I used to think that if we wanted a good table at a restaurant like Scandia for on the Sunset Strip for Sunday brunch that we should use Mr. Garner's name (joking) but of course, being that he and Dad were both gentlemen, we never did.
The fact that Mr. Garner made acting look effortless was a fact not lost on my late friend, Stephen Cannell, who created The Rockford Files. Stephen and I were at a book convention once, each there promoting books we had written, and I told him about my father being mistaken for Mr. Garner -- especially as Maverick, but as Rockford as well -- and he told me that The Rockford Files was the easiest piece of writing he had ever done because of Jim Garner -- what a rare and humble compliment!

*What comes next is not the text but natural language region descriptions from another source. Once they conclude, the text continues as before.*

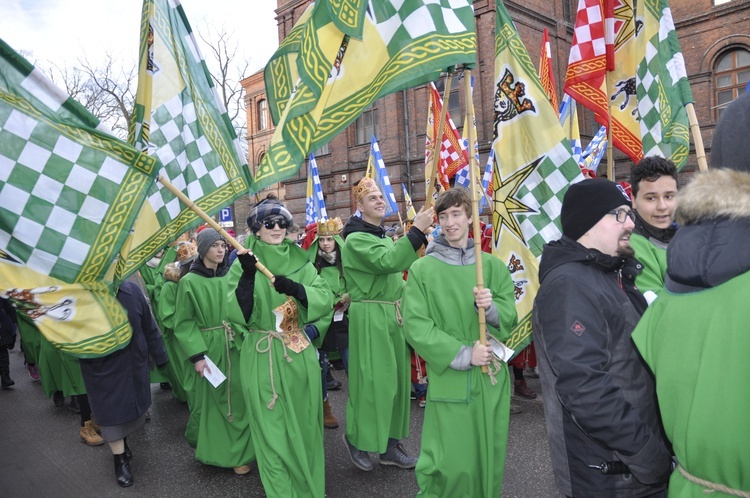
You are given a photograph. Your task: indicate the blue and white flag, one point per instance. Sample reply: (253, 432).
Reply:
(316, 206)
(380, 175)
(592, 156)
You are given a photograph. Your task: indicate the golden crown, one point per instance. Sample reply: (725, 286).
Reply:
(364, 187)
(329, 228)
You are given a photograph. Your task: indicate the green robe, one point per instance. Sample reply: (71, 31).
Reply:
(202, 304)
(59, 371)
(31, 338)
(379, 366)
(287, 426)
(654, 261)
(465, 431)
(177, 367)
(335, 281)
(686, 339)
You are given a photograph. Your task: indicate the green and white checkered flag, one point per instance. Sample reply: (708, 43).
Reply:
(69, 195)
(662, 86)
(534, 167)
(404, 43)
(180, 119)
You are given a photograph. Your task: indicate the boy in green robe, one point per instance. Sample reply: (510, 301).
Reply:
(465, 431)
(218, 426)
(279, 366)
(377, 414)
(654, 184)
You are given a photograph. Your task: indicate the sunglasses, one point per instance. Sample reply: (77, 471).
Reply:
(269, 224)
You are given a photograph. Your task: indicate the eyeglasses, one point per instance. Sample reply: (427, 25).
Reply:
(269, 224)
(623, 214)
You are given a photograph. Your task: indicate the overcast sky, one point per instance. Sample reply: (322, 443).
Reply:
(62, 30)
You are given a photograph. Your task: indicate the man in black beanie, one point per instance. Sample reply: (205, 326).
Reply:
(599, 399)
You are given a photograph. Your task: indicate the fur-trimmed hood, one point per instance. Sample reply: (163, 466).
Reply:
(717, 193)
(710, 248)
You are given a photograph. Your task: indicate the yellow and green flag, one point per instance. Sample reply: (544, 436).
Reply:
(179, 119)
(404, 43)
(534, 169)
(69, 194)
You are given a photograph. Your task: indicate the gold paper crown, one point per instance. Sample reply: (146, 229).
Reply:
(329, 228)
(364, 187)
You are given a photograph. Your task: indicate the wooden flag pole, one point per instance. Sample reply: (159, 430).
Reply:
(700, 152)
(475, 209)
(185, 200)
(437, 145)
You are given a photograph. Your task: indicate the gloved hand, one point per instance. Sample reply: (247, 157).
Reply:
(285, 285)
(312, 332)
(248, 260)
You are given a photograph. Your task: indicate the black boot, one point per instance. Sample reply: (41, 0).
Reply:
(122, 471)
(128, 454)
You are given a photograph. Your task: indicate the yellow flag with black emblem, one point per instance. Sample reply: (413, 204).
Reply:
(403, 43)
(534, 168)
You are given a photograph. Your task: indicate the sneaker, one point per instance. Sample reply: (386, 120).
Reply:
(89, 435)
(6, 382)
(74, 405)
(33, 372)
(396, 455)
(242, 470)
(360, 459)
(521, 390)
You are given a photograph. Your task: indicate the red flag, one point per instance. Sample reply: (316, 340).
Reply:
(545, 72)
(452, 156)
(592, 54)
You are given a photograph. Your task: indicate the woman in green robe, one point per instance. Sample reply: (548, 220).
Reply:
(279, 366)
(218, 427)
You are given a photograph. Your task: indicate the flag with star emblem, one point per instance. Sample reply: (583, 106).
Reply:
(604, 41)
(662, 86)
(180, 119)
(69, 194)
(533, 169)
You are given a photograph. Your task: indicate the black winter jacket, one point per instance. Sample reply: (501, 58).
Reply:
(599, 399)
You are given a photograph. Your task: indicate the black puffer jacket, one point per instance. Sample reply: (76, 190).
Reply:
(599, 398)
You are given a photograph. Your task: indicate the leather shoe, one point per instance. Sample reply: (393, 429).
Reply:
(396, 455)
(360, 459)
(122, 471)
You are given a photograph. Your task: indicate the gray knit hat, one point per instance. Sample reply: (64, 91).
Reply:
(206, 239)
(731, 144)
(268, 208)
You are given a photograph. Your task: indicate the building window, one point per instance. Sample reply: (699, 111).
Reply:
(262, 114)
(366, 125)
(731, 77)
(454, 101)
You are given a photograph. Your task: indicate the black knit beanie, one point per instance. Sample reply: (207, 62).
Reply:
(586, 202)
(730, 147)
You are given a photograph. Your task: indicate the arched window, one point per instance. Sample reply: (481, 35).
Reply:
(731, 77)
(262, 114)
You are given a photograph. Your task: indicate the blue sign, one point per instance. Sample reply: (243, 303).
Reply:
(225, 214)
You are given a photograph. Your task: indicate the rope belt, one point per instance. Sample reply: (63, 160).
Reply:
(228, 337)
(712, 486)
(268, 337)
(397, 304)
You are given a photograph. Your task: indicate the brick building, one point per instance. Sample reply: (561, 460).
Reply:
(715, 38)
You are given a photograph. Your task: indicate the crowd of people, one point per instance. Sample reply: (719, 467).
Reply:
(639, 338)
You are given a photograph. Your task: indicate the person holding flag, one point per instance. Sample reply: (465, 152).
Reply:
(377, 414)
(465, 432)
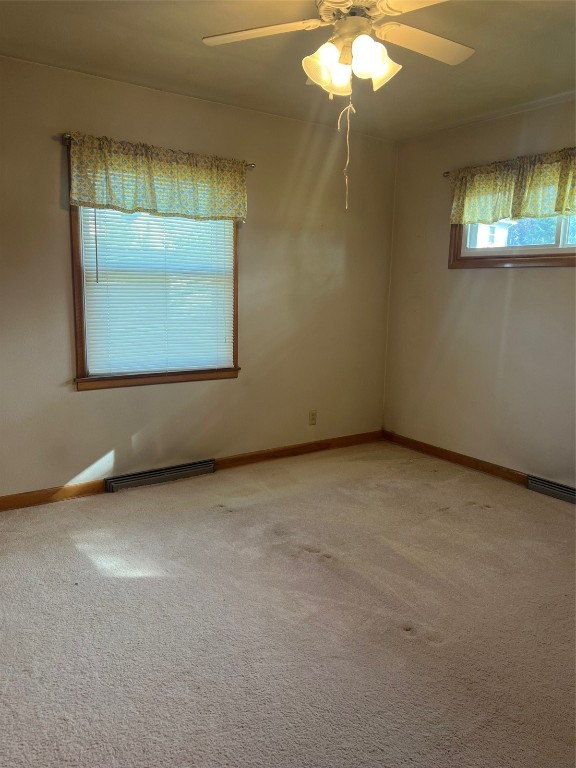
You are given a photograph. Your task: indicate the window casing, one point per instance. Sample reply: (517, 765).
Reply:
(507, 243)
(155, 298)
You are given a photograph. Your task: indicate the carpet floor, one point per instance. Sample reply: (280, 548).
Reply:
(368, 607)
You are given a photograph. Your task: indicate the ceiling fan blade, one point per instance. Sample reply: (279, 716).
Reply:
(275, 29)
(423, 42)
(395, 7)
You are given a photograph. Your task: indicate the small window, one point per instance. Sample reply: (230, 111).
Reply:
(536, 242)
(515, 213)
(155, 298)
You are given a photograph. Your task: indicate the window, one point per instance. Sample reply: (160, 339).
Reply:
(535, 241)
(154, 293)
(158, 298)
(542, 187)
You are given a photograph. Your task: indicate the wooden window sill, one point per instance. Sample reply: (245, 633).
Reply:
(144, 379)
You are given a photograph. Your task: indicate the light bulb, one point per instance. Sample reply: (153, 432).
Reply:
(318, 66)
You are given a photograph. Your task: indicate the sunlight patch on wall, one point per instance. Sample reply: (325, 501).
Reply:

Mr. Garner was grateful to acting because he never set out to become an actor but was "discovered" when he went with a friend to an audition, I believe. I think he was always slightly astonished by his remarkable success and never took it for granted. He also had some great writers such as Stephen Cannell and some terrific writers for the big screen, too, and got to play cool parts such as Philip Marlowe, Maverick, Rockford, and even his Polaroid commercials with Mariette Hartley were loved. I adored James Garner and I feel like a lost my father's twin brother at his passing. He will be missed for his warm ways and enormous heart and talent.